Provavelmente aquele leitor mais chato (aqui não se pode falar em exigente) vai reclamar, faltou isto ou aquilo, poderia ter sido assim ou assado. Mas no geral, o espectador médio não importa se leu ou não o livro não vai desprezar ao que assistiu.
Na platéia de quase 2 mil jornalistas, apesar de algumas poucas deserções durante a projeção, a receptividade até que foi bem camarada, e ao final, se ninguém aplaudiu, também não houve vaias.
Mas muitos riram de alguns diálogos involuntariamente engraçados, justamente naqueles momentos em que o filme parece solenizar em excesso a ficção criada por Brown. O filme tem uma boa arrancada noturna no Louvre, mas em breve acaba perdendo este genuíno arroubo inicial por conta do rocambolesco da trama.
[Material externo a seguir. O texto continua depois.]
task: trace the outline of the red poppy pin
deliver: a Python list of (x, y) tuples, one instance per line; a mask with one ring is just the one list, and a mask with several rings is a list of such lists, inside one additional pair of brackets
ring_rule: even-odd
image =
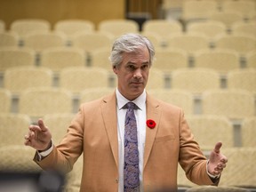
[(152, 119), (148, 119), (146, 124), (150, 129), (154, 129), (156, 127), (156, 122)]

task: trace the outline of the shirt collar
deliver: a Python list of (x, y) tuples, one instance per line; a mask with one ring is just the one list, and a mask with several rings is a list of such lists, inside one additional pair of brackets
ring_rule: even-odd
[(135, 100), (129, 100), (126, 98), (124, 98), (120, 92), (118, 91), (118, 89), (116, 88), (116, 100), (117, 100), (117, 108), (118, 110), (122, 109), (123, 107), (127, 103), (127, 102), (133, 102), (136, 104), (136, 106), (139, 108), (139, 109), (142, 109), (143, 106), (146, 103), (146, 91), (144, 90), (143, 92)]

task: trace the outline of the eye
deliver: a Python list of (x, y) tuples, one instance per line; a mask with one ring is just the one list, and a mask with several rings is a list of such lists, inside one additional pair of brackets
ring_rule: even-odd
[(135, 70), (135, 69), (136, 69), (136, 68), (135, 68), (134, 65), (128, 65), (128, 66), (127, 66), (127, 68), (128, 68), (129, 70)]
[(147, 69), (148, 68), (148, 64), (145, 64), (145, 65), (142, 65), (141, 66), (141, 68), (144, 70), (144, 69)]

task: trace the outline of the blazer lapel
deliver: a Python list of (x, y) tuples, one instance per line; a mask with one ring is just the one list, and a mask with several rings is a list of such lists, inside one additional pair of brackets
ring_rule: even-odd
[(159, 119), (160, 119), (160, 110), (159, 110), (159, 103), (152, 99), (148, 94), (147, 94), (146, 100), (146, 108), (147, 108), (147, 119), (152, 119), (156, 122), (156, 127), (153, 129), (146, 127), (146, 141), (145, 141), (145, 148), (144, 148), (144, 168), (148, 163), (156, 134), (158, 129)]
[(102, 116), (112, 153), (118, 167), (118, 140), (116, 93), (103, 99), (101, 105)]

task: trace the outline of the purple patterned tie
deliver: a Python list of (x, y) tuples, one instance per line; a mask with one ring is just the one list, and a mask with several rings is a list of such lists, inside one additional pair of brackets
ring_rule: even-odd
[(127, 112), (124, 126), (124, 192), (140, 191), (139, 150), (137, 139), (137, 124), (132, 102), (126, 104)]

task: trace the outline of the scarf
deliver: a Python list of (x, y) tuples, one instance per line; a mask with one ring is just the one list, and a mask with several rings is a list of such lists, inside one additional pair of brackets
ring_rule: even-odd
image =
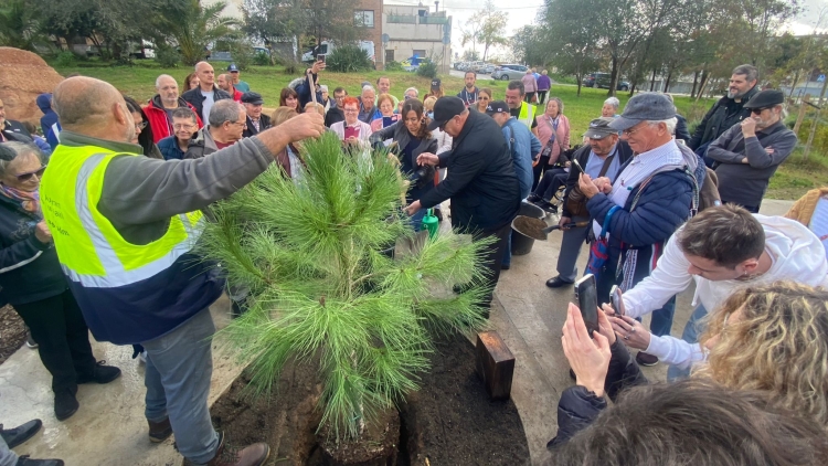
[(43, 211), (40, 209), (40, 191), (21, 191), (19, 189), (9, 188), (6, 184), (0, 184), (0, 194), (19, 202), (24, 211), (35, 214), (38, 220), (43, 219)]

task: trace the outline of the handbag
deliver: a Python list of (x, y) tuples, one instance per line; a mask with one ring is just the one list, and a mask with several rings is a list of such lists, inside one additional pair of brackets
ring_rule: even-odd
[(607, 229), (609, 226), (609, 220), (613, 218), (615, 211), (620, 209), (618, 205), (613, 205), (607, 212), (604, 219), (604, 224), (601, 226), (601, 235), (590, 243), (590, 261), (586, 263), (586, 271), (595, 277), (601, 274), (604, 269), (604, 264), (609, 258), (609, 241), (606, 237)]

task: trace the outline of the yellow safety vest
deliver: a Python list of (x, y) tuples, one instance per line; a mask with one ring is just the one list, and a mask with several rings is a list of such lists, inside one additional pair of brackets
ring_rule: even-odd
[(104, 173), (116, 156), (95, 146), (57, 146), (41, 182), (43, 216), (64, 274), (84, 288), (113, 288), (152, 277), (192, 250), (201, 212), (176, 215), (160, 239), (144, 245), (125, 240), (100, 211)]

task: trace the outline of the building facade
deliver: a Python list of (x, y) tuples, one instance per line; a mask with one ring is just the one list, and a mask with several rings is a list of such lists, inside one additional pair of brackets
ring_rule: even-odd
[(380, 62), (402, 62), (414, 55), (432, 59), (439, 73), (446, 74), (452, 63), (452, 17), (436, 7), (385, 4), (382, 10), (382, 30), (388, 39), (379, 51)]

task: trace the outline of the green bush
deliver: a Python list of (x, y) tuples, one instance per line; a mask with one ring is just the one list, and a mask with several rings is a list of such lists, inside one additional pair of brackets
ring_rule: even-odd
[(341, 45), (333, 49), (326, 59), (328, 70), (339, 73), (353, 73), (373, 68), (368, 53), (357, 45)]
[(156, 62), (163, 68), (173, 68), (181, 61), (181, 55), (171, 46), (156, 47)]
[(54, 62), (59, 67), (71, 67), (77, 64), (77, 56), (72, 52), (61, 52)]
[(403, 64), (392, 60), (385, 63), (385, 71), (403, 71)]

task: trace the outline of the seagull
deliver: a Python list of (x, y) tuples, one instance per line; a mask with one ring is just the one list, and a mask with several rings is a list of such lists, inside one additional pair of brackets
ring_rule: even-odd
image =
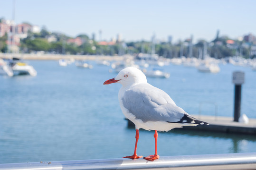
[(124, 158), (135, 160), (143, 157), (137, 155), (140, 128), (155, 131), (155, 154), (143, 157), (153, 161), (159, 158), (157, 154), (157, 131), (168, 131), (186, 126), (209, 125), (190, 115), (177, 106), (167, 93), (148, 84), (145, 75), (137, 68), (125, 68), (115, 78), (105, 81), (103, 84), (114, 83), (122, 85), (118, 93), (120, 107), (125, 117), (135, 124), (136, 128), (134, 153)]

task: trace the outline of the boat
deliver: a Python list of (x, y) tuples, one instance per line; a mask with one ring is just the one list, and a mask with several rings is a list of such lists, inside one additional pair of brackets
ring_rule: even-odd
[(9, 76), (20, 75), (36, 76), (37, 75), (37, 71), (32, 66), (20, 61), (19, 59), (14, 58), (9, 62), (2, 63), (0, 68), (1, 73)]
[(219, 72), (220, 68), (218, 65), (215, 63), (206, 62), (199, 65), (197, 69), (199, 71), (216, 73)]
[(9, 76), (13, 76), (13, 72), (11, 68), (2, 59), (0, 59), (0, 74), (1, 75), (7, 75)]
[(104, 65), (104, 66), (110, 66), (110, 63), (108, 62), (107, 60), (97, 60), (97, 64), (99, 65)]
[(59, 60), (59, 65), (60, 66), (66, 67), (67, 66), (67, 61), (64, 59)]
[(85, 61), (79, 60), (76, 62), (76, 66), (77, 67), (92, 69), (93, 65), (88, 64)]
[(147, 71), (145, 69), (142, 71), (147, 77), (167, 78), (170, 76), (170, 73), (163, 72), (158, 68), (153, 68), (152, 70), (150, 71)]

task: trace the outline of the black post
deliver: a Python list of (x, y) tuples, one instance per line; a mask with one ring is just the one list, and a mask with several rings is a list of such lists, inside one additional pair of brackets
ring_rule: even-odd
[(238, 122), (241, 110), (241, 85), (235, 85), (235, 106), (234, 108), (234, 121)]

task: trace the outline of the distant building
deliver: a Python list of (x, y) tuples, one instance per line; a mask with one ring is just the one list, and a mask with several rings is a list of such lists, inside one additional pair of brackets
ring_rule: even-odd
[(172, 41), (172, 36), (169, 35), (168, 36), (168, 43), (171, 43)]
[(80, 37), (76, 37), (76, 38), (70, 38), (66, 41), (68, 44), (74, 43), (77, 46), (80, 46), (84, 42), (83, 40)]
[(256, 37), (251, 34), (244, 36), (244, 41), (246, 42), (252, 42), (256, 41)]
[(56, 42), (57, 41), (57, 38), (53, 35), (49, 35), (46, 36), (47, 41), (49, 42)]
[(115, 42), (113, 41), (109, 42), (107, 42), (106, 41), (101, 41), (98, 42), (98, 44), (100, 45), (113, 45), (115, 44)]
[(0, 23), (0, 37), (4, 36), (6, 33), (12, 33), (14, 27), (15, 34), (20, 38), (27, 38), (28, 31), (34, 33), (39, 33), (40, 31), (40, 28), (37, 26), (26, 23), (15, 25), (12, 21), (2, 19)]

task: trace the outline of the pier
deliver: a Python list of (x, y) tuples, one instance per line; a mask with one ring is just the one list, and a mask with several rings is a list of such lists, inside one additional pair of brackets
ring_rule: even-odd
[(143, 159), (110, 159), (0, 164), (0, 170), (255, 170), (256, 153), (160, 156)]

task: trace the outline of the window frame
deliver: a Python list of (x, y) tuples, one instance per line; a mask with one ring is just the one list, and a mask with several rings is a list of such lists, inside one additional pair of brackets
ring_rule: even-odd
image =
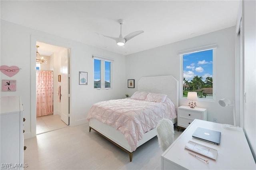
[(216, 100), (216, 84), (217, 81), (216, 79), (216, 53), (218, 46), (216, 44), (213, 44), (209, 45), (202, 46), (199, 47), (187, 49), (180, 51), (178, 53), (180, 56), (180, 98), (182, 99), (186, 99), (186, 98), (183, 97), (183, 55), (191, 53), (194, 53), (204, 51), (212, 50), (212, 79), (214, 81), (212, 83), (212, 99), (198, 98), (198, 100), (202, 101), (215, 101)]
[[(94, 79), (94, 89), (96, 90), (101, 90), (101, 89), (112, 89), (112, 66), (113, 66), (113, 63), (114, 61), (114, 60), (113, 59), (106, 58), (103, 57), (98, 56), (97, 55), (93, 55), (92, 58), (93, 59), (93, 62), (94, 62), (94, 75), (93, 75), (93, 79)], [(98, 59), (100, 61), (100, 88), (95, 88), (94, 87), (94, 60)], [(110, 63), (110, 87), (105, 87), (105, 61), (108, 61)]]

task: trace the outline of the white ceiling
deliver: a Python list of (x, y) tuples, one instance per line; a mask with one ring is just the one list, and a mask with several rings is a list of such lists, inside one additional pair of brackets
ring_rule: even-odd
[[(126, 55), (234, 26), (239, 4), (238, 0), (2, 0), (1, 18)], [(119, 19), (125, 21), (124, 36), (144, 32), (124, 46), (95, 34), (118, 37)], [(45, 49), (40, 48), (40, 52)]]

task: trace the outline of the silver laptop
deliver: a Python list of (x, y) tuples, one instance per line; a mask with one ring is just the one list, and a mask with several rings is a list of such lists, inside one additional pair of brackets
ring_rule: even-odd
[(219, 145), (221, 132), (198, 127), (192, 135), (193, 138)]

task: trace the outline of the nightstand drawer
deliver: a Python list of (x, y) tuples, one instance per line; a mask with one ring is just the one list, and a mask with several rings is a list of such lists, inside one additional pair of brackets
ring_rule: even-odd
[(184, 128), (187, 128), (193, 122), (194, 119), (180, 117), (180, 125)]
[(180, 117), (184, 117), (188, 119), (202, 119), (202, 113), (195, 112), (191, 111), (180, 109), (179, 111)]
[[(186, 128), (194, 119), (207, 120), (207, 109), (200, 107), (190, 108), (188, 106), (180, 106), (178, 108), (178, 128)], [(178, 128), (178, 131), (179, 128)]]

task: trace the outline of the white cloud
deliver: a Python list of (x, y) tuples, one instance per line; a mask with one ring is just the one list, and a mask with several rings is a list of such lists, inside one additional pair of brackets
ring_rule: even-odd
[(186, 79), (191, 79), (195, 76), (195, 73), (191, 71), (183, 71), (183, 77), (185, 77)]
[(198, 61), (198, 62), (197, 63), (197, 64), (198, 64), (198, 65), (206, 64), (208, 64), (208, 63), (209, 63), (209, 62), (208, 61), (205, 61), (205, 60), (204, 59), (203, 61)]
[(212, 75), (211, 75), (210, 74), (209, 74), (208, 73), (207, 73), (206, 74), (204, 74), (202, 77), (204, 78), (204, 79), (206, 79), (208, 77), (212, 77)]
[(192, 67), (190, 65), (187, 65), (187, 66), (186, 67), (186, 68), (188, 69), (191, 69), (192, 70), (194, 70), (195, 69), (194, 67)]
[(202, 73), (204, 71), (204, 69), (202, 67), (198, 67), (196, 68), (196, 71), (198, 73)]
[(194, 65), (195, 63), (191, 63), (190, 65), (187, 65), (186, 68), (188, 69), (191, 69), (192, 70), (194, 70), (195, 69)]

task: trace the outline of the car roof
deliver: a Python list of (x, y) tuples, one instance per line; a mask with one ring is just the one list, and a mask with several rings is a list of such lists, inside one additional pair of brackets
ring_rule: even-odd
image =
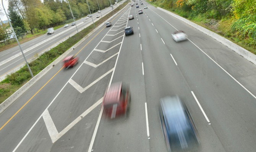
[(179, 128), (189, 127), (184, 105), (177, 95), (167, 96), (160, 100), (160, 108), (170, 130), (175, 130), (177, 125)]
[(116, 82), (111, 84), (106, 92), (104, 96), (103, 104), (104, 106), (118, 103), (121, 95), (122, 82)]

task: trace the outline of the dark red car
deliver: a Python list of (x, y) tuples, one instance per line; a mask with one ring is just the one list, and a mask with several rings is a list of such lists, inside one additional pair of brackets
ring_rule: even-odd
[(122, 82), (111, 84), (105, 93), (103, 101), (105, 116), (113, 119), (118, 116), (127, 115), (130, 104), (129, 87)]
[(78, 60), (78, 57), (76, 57), (74, 55), (70, 55), (66, 57), (62, 61), (64, 67), (68, 68), (70, 67), (73, 67), (77, 64)]

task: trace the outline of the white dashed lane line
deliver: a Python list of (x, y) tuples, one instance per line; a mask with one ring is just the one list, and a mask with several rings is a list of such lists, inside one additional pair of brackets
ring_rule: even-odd
[(164, 44), (165, 44), (165, 43), (164, 43), (164, 40), (163, 40), (163, 39), (162, 38), (161, 38), (161, 40), (162, 40), (162, 41), (163, 41), (163, 43), (164, 43)]
[(176, 65), (178, 65), (177, 64), (177, 62), (176, 62), (176, 61), (175, 60), (175, 59), (173, 58), (173, 57), (172, 56), (172, 54), (170, 54), (171, 55), (171, 56), (172, 56), (172, 59), (173, 60), (173, 61), (174, 61), (174, 63), (175, 63), (175, 64), (176, 64)]

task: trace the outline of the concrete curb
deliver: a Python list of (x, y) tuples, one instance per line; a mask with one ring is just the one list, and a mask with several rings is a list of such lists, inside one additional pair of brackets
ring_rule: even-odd
[(201, 31), (204, 33), (219, 42), (227, 46), (229, 48), (232, 49), (238, 54), (243, 56), (244, 58), (251, 62), (253, 64), (256, 65), (256, 55), (250, 52), (248, 50), (241, 47), (239, 45), (234, 43), (233, 42), (226, 39), (224, 37), (209, 30), (204, 27), (199, 25), (196, 24), (178, 15), (176, 15), (172, 12), (164, 10), (161, 8), (157, 7), (157, 8), (165, 12), (166, 12), (173, 16), (180, 19), (195, 28), (198, 30)]
[(68, 54), (70, 53), (73, 50), (74, 48), (76, 48), (79, 45), (80, 45), (82, 43), (83, 43), (88, 37), (91, 35), (95, 31), (98, 30), (102, 26), (105, 25), (105, 22), (107, 21), (108, 20), (110, 20), (112, 19), (114, 16), (117, 15), (121, 11), (122, 11), (123, 9), (124, 9), (128, 5), (129, 5), (129, 3), (127, 4), (127, 5), (123, 7), (123, 8), (121, 9), (119, 11), (116, 13), (115, 14), (113, 15), (112, 16), (109, 18), (107, 20), (106, 20), (103, 23), (101, 24), (100, 25), (98, 26), (97, 27), (95, 28), (93, 30), (92, 32), (90, 32), (89, 33), (87, 34), (81, 40), (80, 40), (76, 44), (75, 44), (74, 46), (72, 46), (70, 49), (68, 50), (67, 51), (65, 52), (63, 54), (61, 55), (57, 59), (55, 60), (53, 62), (52, 62), (48, 66), (47, 66), (41, 72), (39, 73), (36, 76), (34, 76), (33, 78), (29, 80), (28, 82), (27, 82), (23, 86), (21, 87), (19, 90), (16, 91), (11, 96), (8, 98), (7, 99), (5, 100), (3, 103), (2, 103), (0, 104), (0, 114), (3, 112), (5, 109), (6, 109), (14, 101), (18, 99), (19, 97), (20, 97), (24, 92), (27, 91), (31, 86), (34, 85), (36, 82), (44, 76), (46, 73), (47, 73), (49, 71), (50, 71), (54, 65), (60, 62), (61, 61), (64, 57), (66, 56)]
Há momentos de Indiana Jones, outros de Georges Simenon, alguma ressonância de Agatha Christie. Mistério e ação se revezam, temperados com razoável dose de suspense. Há violência, mas bem balizada.
No elenco, só Tom Hanks não convence como o professor Robert Langdon, parecendo pouco à vontade em território que não é dele. Há dois ótimos vilões, Paul Bettany como o fanático monge assassino a serviço da Opus Dei, e Ian McKellen, obcecado com a idéia de decifrar o código e escancarar ao mundo as provas que mudariam a trajetória do cristianismo.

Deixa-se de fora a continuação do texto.